This virtual journey along the Barnsley Canal goes from north to south, starting from its junction with the Aire and Calder Navigation at Heath Lock, near Wakefield. The first half mile of the canal is infilled and crosses private land where a power station had been built after the closure of the canal.
The entrance to the Barnsley Canal seen from the River Calder, east of Wakefield. The entrance to the former lock can be seen to the right. To the left is the Oakenshaw Beck, which originally formed the first part of the canal.
The River Calder seen from the site of Heath Lock, the former entrance to the Barnsley Canal.
The approach to the site of the first lock, which is now completely filled in.
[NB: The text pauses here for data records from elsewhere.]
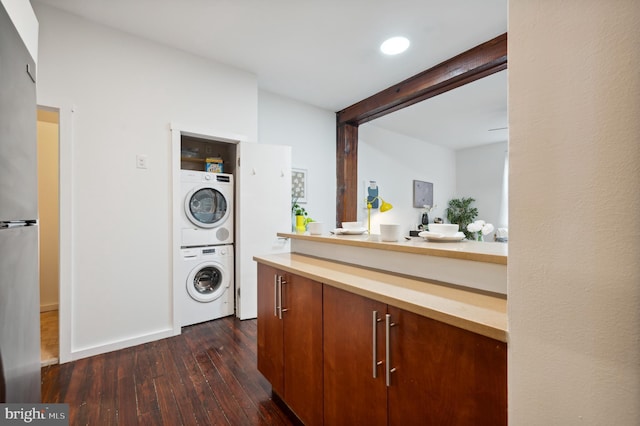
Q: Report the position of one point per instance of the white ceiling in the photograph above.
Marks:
(325, 52)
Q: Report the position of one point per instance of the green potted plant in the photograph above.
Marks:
(301, 216)
(462, 213)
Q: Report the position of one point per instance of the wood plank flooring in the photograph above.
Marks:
(205, 376)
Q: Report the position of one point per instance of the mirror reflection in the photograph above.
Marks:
(458, 141)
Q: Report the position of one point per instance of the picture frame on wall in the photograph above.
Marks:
(299, 188)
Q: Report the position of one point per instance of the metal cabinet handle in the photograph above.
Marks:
(280, 308)
(374, 327)
(276, 278)
(389, 370)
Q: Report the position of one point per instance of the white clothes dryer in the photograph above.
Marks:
(207, 208)
(206, 289)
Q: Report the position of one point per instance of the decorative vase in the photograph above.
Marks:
(300, 225)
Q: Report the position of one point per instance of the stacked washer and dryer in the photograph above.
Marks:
(206, 254)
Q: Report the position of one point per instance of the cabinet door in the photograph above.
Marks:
(270, 330)
(302, 317)
(351, 395)
(444, 375)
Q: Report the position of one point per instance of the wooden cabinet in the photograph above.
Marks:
(439, 374)
(290, 340)
(352, 396)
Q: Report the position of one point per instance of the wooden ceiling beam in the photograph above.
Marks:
(478, 62)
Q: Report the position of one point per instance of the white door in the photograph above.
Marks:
(263, 209)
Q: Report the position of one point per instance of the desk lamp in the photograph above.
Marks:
(383, 208)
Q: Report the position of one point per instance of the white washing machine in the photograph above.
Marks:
(206, 288)
(207, 208)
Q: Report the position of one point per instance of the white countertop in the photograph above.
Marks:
(474, 311)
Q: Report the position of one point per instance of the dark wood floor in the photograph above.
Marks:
(205, 376)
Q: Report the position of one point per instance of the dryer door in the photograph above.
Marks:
(206, 207)
(207, 282)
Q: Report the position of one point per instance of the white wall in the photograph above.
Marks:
(117, 95)
(480, 175)
(574, 247)
(395, 161)
(311, 132)
(25, 21)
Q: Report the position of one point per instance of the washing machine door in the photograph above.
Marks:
(206, 207)
(207, 282)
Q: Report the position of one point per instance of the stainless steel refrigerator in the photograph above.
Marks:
(19, 265)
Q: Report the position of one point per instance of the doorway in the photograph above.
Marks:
(48, 126)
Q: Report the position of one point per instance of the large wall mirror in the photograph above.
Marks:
(445, 126)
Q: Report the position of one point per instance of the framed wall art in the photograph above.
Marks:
(422, 194)
(299, 190)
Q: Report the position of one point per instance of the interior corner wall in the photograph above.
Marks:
(121, 94)
(480, 175)
(311, 132)
(395, 161)
(574, 245)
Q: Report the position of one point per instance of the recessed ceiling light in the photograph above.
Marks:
(394, 45)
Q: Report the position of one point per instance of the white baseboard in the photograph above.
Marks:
(122, 344)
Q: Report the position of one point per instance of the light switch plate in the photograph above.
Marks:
(141, 161)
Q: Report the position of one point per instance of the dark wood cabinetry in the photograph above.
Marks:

Looking back northwards to the site of the first lock along the line of the canal. When a power station was built here, the canal was infilled and no trace of it can be seen. Now the power station has also gone.
To the east of the first lock is the Oakenshaw Beck. When the canal was first built (1799), this was the original route, with the first lock being some distance upstream. However, the channel was constantly silting up, so, in 1816, this section was bypassed by a new canal channel running parallel to the beck, to join the river at the lock mentioned above.
Looking north from Doncaster Road, Agbrigg, back towards Heath Lock. All evidence of the canal has disappeared in this area.
The bridge under Doncaster Road, Agbrigg, has disappeared with road widening. However, to the south of the railway embankment is a section of canal still in water.
Just beyond Doncaster Road and the railway embankment at Agbrigg, the first section of canal in water is to be found.
Looking towards the site of Heath Bridge, where Oakenshaw Lane crosses.